I will first show the code that works in a non-ssl (http) environment. This code uses a custom json error handler, and all errors thrown, do get bubbled up to the client javascript (ajax).
// Create webservice endpoint
WebHttpBinding binding = new WebHttpBinding();
ServiceEndpoint serviceEndPoint = new ServiceEndpoint(ContractDescription.GetContract(Type.GetType(svcHost.serviceContract + ", " + svcHost.assemblyName)), binding, new EndpointAddress(svcHost.hostUrl));
// Add exception handler
serviceEndPoint.Behaviors.Add(new FaultingWebHttpBehavior());
// Create host and add webservice endpoint
WebServiceHost webServiceHost = new WebServiceHost(svcHost.obj, new Uri(svcHost.hostUrl));
webServiceHost.Description.Endpoints.Add(serviceEndPoint);
webServiceHost.Open();
I'll also show you what the FaultingWebHttpBehavior class looks like:
public class FaultingWebHttpBehavior : WebHttpBehavior
{
public FaultingWebHttpBehavior()
{
}
protected override void AddServerErrorHandlers(ServiceEndpoint endpoint, EndpointDispatcher endpointDispatcher)
{
endpointDispatcher.ChannelDispatcher.ErrorHandlers.Clear();
endpointDispatcher.ChannelDispatcher.ErrorHandlers.Add(new ErrorHandler());
}
public class ErrorHandler : IErrorHandler
{
public bool HandleError(Exception error)
{
return true;
}
public void ProvideFault(Exception error, MessageVersion version, ref Message fault)
{
// Build an object to return a json serialized exception
GeneralFault generalFault = new GeneralFault();
generalFault.BaseType = "Exception";
generalFault.Type = error.GetType().ToString();
generalFault.Message = error.Message;
// Create the fault object to return to the client
fault = Message.CreateMessage(version, "", generalFault, new DataContractJsonSerializer(typeof(GeneralFault)));
WebBodyFormatMessageProperty wbf = new WebBodyFormatMessageProperty(WebContentFormat.Json);
fault.Properties.Add(WebBodyFormatMessageProperty.Name, wbf);
}
}
}
[DataContract]
public class GeneralFault
{
[DataMember]
public string BaseType;
[DataMember]
public string Type;
[DataMember]
public string Message;
}
The AddServerErrorHandlers() method gets called automatically, once webServiceHost.Open() gets called. This sets up the custom json error handler, and life is good :-)
The problem comes, when we switch to and SSL (https) environment. I'll now show you endpoint creation code for SSL:
// Create webservice endpoint
WebHttpBinding binding = new WebHttpBinding();
ServiceEndpoint serviceEndPoint = new ServiceEndpoint(ContractDescription.GetContract(Type.GetType(svcHost.serviceContract + ", " + svcHost.assemblyName)), binding, new EndpointAddress(svcHost.hostUrl));
// This exception handler code below (FaultingWebHttpBehavior) doesn't work with SSL communication for some reason, need to resarch...
// Add exception handler
serviceEndPoint.Behaviors.Add(new FaultingWebHttpBehavior());
//Add Https Endpoint
WebServiceHost webServiceHost = new WebServiceHost(svcHost.obj, new Uri(svcHost.hostUrl));
binding.Security.Mode = WebHttpSecurityMode.Transport;
binding.Security.Transport.ClientCredentialType = HttpClientCredentialType.None;
webServiceHost.AddServiceEndpoint(svcHost.serviceContract, binding, string.Empty);
Now, with this SSL endpoint code, the service starts up correctly, and wcf hosted objects can be communicated with just fine via client javascript. However, the custom error handler doesn't work. The reason is, the AddServerErrorHandlers() method never gets called when webServiceHost.Open() is run.

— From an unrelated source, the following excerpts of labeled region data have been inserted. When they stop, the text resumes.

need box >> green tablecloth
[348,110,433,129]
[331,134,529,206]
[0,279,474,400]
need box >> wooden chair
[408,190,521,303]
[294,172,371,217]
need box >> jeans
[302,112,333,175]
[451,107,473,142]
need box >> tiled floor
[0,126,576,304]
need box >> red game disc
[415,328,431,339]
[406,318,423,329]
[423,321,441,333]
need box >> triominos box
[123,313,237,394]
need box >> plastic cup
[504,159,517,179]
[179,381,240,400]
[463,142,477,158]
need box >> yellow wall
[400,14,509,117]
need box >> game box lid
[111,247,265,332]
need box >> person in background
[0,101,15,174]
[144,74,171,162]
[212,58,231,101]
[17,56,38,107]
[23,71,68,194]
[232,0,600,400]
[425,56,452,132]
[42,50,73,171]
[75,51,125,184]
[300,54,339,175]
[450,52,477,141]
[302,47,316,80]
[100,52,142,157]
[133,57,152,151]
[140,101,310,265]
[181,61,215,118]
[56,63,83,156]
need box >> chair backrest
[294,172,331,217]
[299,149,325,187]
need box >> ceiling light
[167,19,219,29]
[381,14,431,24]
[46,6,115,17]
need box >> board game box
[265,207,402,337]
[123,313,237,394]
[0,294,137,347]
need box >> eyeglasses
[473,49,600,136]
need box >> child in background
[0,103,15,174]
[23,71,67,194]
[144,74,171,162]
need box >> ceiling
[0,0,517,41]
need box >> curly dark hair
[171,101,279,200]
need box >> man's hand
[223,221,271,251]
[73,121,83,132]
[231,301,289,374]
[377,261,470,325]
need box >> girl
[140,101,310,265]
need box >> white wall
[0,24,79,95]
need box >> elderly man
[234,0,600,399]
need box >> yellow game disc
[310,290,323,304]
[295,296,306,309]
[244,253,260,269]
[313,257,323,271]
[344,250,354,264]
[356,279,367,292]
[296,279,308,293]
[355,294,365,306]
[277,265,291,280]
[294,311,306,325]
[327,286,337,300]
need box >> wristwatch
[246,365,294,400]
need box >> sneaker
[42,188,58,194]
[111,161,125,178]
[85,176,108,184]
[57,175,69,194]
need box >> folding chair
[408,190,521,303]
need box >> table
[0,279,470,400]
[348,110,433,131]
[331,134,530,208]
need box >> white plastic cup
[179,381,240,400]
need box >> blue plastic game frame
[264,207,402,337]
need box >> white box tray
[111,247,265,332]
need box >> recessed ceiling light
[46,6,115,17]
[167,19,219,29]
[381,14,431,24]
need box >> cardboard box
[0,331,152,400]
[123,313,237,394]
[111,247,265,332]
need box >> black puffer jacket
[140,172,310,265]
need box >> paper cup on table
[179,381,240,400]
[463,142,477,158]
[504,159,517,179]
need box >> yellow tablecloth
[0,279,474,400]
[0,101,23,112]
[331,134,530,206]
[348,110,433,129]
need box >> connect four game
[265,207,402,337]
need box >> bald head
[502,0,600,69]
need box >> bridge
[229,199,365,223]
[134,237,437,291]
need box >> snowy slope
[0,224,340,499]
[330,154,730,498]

So, can anyone tell me what is wrong with this picture? And why, is AddServerErrorHandlers() not getting called automatically, like it does when I'm using non-ssl endpoints?
Thanks!
I will refer you to MSDN docs
If the Transport value is specified by
the
WebHttpBinding(WebHttpSecurityMode),
then the settings provided by the
Transport property become effective
for the service endpoint. The value of
WebHttpSecurityMode can only be set in
the WebHttpBinding constructor that
takes it as an explicit parameter and
its value cannot be set again after
the binding instance is created.
see : http://msdn.microsoft.com/en-us/library/bb348328.aspx
So you need to pass this value
binding.Security.Mode = WebHttpSecurityMode.Transport;
into your .ctor() like that
WebHttpBinding binding = new WebHttpBinding(WebHttpSecurityMode.Transport);
I have never used this before as I always declare my bindings into web.config file but according to MSDN, this is what you should do.